Église Notre-Dame ist eine Kirche in Besançon, die ursprünglich romanisch erbaut wurde und später bedeutende architektonische Umbauten erfuhr. Die Fassade wurde 1720 von Architekt Jean-Pierre Galezot gestaltet, während das Hauptportal aus dem Jahr 1525 flamboyantes Gotik-Merkmale aufweist.
Die Kirche wurde zwischen 1080 und 1085 von Erzbischof Hugh II. von Montfaucon gegründet und diente anfangs als Abteikirche des Benediktinerklosters Saint Vincent.
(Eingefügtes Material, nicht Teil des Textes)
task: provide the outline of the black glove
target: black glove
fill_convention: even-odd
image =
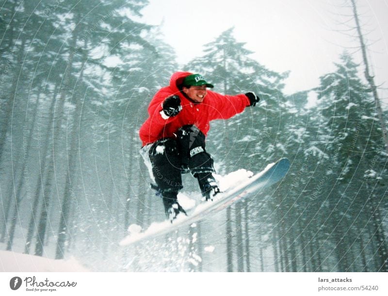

Im Laufe der Zeit entwickelte sie sich vom ursprünglichen romanischen Gebäude zu dem heute sichtbaren Bauwerk mit späteren Umgestaltungen.
Die Kirche trägt den Namen Notre-Dame und zeigt in ihrem Inneren eine bemalte Friese mit Hunderten historischen Gestalten, die Joseph Aubert über zwei Jahrzehnte hinweg schuf. Dieser künstlerische Schmuck prägt bis heute das Aussehen des Kirchenschiffs und zieht Besucher an, die sich die Arbeit näher ansehen möchten.
Die Kirche befindet sich in der Rue Mégevand im Boucle-Viertel und bleibt das ganze Jahr über für Besucher zugänglich, da sie weiterhin als aktiver Ort der Verehrung genutzt wird. Dies bedeutet, dass Besuchszeiten je nach Gottesdiensten und Veranstaltungen variieren können.
Der Glockenturm wurde im 16. Jahrhundert errichtet und war zu dieser Zeit einer der höchsten Bauwerke in Besançon. Seine markante Höhe machte ihn zu einem Orientierungspunkt in der mittelalterlichen Stadtlandschaft.